Second: even after installing pip, I had trouble running their command of pip -r "requirements.txt"
, so I installed each package separately in the following way. These should again be typed into the command line (bash).
5.2 Simple recipe
To run AutoVOT, you will need the following:
- a TextGrid with an interval tier for the VOT “windows of analysis”
- corresponding 16kHz mono wav file
- a text file containing the names and locations (the path) for the TextGrids to be processed
- a text file containing the names and locations (the path) for the wav files to be processed
The TextGrid should contain at least one tier with an interval for every VOT to be processed. If you would like to run AutoVOT in one go, the label of the intervals to be processed should be the same (e.g., “vot” or “stop”). If you would like to run AutoVOT separately for each stop consonant (e.g., once for “p”, once for “t”, and once for “k”; there are good reasons for doing this), then see the full recipe below.
The windows of analysis are the intervals surrounding the word-initial stop consonant that AutoVOT should process. You should make sure that the analysis window provides enough space before the start and after the end for the system to be able to identify the stop release (or burst) and the onset of voicing in the following segment.)
As mentioned in the list above, the wav file needs to have a sampling rate of 16 kHz and single channel.

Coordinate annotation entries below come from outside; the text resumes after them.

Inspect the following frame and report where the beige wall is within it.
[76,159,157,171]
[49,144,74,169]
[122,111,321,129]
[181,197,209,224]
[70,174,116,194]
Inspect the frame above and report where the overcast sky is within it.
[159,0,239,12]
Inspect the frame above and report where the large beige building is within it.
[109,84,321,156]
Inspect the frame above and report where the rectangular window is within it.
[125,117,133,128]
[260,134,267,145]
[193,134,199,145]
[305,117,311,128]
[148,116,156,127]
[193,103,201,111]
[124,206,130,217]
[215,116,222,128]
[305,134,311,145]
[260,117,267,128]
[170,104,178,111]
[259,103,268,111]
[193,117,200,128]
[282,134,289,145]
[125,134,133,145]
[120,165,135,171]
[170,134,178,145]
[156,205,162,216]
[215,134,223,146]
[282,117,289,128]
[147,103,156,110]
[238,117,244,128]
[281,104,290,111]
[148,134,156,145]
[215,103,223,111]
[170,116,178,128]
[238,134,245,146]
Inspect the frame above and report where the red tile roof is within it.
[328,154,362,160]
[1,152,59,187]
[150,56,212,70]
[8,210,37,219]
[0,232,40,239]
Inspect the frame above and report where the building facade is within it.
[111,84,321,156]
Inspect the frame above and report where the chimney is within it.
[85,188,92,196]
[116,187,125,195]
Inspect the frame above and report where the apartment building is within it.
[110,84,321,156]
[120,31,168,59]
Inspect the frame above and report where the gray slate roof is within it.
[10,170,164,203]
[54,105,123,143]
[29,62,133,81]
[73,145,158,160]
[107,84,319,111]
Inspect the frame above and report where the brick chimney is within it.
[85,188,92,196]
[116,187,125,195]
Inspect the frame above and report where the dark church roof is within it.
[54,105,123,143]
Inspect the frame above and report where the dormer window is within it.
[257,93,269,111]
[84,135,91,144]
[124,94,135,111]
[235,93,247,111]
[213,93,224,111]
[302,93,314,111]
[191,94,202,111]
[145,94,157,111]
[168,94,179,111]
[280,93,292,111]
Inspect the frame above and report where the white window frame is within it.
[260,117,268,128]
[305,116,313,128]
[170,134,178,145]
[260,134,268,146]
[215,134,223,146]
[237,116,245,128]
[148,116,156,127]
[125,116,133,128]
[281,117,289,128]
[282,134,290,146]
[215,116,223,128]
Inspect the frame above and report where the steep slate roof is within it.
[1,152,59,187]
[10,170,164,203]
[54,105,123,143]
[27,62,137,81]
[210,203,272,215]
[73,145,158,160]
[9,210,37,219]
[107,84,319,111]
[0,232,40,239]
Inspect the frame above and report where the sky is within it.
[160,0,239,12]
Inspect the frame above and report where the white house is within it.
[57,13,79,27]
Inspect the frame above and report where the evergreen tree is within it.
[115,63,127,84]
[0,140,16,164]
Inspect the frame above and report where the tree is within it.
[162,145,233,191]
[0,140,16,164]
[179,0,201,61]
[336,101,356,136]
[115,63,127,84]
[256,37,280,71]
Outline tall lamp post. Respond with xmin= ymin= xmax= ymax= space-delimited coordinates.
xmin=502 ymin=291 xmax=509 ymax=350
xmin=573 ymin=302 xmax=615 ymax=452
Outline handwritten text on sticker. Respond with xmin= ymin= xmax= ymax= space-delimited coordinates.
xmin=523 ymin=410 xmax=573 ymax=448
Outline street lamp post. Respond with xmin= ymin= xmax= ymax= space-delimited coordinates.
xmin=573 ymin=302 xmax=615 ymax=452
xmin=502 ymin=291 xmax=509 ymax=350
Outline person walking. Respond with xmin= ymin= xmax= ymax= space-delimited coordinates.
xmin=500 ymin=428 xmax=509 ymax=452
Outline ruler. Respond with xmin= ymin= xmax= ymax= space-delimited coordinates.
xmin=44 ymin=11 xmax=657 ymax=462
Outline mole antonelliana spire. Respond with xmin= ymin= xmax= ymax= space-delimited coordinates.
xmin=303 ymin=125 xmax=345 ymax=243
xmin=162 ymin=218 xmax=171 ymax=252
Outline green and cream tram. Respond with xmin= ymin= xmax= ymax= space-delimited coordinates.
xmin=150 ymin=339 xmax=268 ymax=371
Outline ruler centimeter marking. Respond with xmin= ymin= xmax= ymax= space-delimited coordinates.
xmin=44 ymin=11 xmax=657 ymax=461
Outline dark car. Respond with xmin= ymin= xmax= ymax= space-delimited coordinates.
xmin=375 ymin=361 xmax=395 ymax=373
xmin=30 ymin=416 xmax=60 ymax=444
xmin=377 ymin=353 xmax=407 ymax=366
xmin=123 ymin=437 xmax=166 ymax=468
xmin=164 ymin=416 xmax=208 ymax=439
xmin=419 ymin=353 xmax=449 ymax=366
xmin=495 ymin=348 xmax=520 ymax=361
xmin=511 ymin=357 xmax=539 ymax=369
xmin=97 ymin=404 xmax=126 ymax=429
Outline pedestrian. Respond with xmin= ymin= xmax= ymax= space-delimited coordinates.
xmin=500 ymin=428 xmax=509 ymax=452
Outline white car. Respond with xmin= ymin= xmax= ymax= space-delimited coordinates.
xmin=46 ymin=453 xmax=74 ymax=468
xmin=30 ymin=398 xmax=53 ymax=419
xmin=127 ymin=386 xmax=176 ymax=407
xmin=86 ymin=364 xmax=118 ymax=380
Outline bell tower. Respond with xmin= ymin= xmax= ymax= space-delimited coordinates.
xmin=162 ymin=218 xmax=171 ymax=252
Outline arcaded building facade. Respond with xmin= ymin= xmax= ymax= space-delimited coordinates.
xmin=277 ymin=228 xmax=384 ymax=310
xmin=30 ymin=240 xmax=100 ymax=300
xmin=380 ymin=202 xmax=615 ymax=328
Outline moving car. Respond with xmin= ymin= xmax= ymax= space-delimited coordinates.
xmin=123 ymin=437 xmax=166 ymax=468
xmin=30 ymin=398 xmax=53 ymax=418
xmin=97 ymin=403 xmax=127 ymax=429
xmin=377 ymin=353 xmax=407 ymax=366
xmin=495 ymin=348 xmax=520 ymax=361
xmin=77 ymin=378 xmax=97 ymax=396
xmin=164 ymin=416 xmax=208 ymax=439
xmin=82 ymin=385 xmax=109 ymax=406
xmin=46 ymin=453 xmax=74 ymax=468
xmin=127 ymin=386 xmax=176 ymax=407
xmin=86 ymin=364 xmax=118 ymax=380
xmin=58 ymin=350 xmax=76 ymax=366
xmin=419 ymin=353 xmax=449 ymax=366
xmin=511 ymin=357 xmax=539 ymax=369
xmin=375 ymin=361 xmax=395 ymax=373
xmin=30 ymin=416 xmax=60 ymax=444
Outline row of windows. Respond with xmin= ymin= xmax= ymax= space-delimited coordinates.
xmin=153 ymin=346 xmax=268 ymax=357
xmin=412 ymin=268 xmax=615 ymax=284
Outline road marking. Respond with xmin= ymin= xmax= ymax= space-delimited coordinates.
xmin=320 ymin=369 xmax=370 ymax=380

The text files containing the paths and filenames to the TextGrids and wav files to be processed can be created manually or automatically. If you’d like to create them automatically, see step 4 in the Full Recipe section. The TextGrids and wav files need to be in the same order, and each filename needs to be on its own line. These two files need to be placed in ~/autovot/experiments/config/
Once you’ve set up your TextGrids, wav files, and have created the lists of the filenames + paths, you should be ready to run AutoVOT. Before you run AutoVOT, make sure to navigate to the experiments
folder and set the path to your autovot/autovot/bin
You’ll then run auto_vot_decode.py
from the experiments
folder with the following arguments:
- –window_tier name of the tier with your vot windows
- –window_mark name of the label in your vot window intervals
- –min_vot_length minimum vot length allowed in milliseconds
- location of your list of wav files
- location of your list of TextGrids
- name of model (I typically use the model I specified below which is also located in your
Example code for a voiceless stop (periodic reminder that backslashes shouldn’t be copied; these are just there as line breaks):
5.3 Full recipe
The recipe assumes that you have TextGrids containing the phone and word level transcriptions (e.g., Penn Forced Aligner output)! To run AutoVOT, the word-initial, prevocalic stop consonants need to be located and given a “window of analysis” in the TextGrid. The window of analysis is the interval surrounding the stop consonant that AutoVOT will process. This part of the tutorial will cover one method for accomplishing this.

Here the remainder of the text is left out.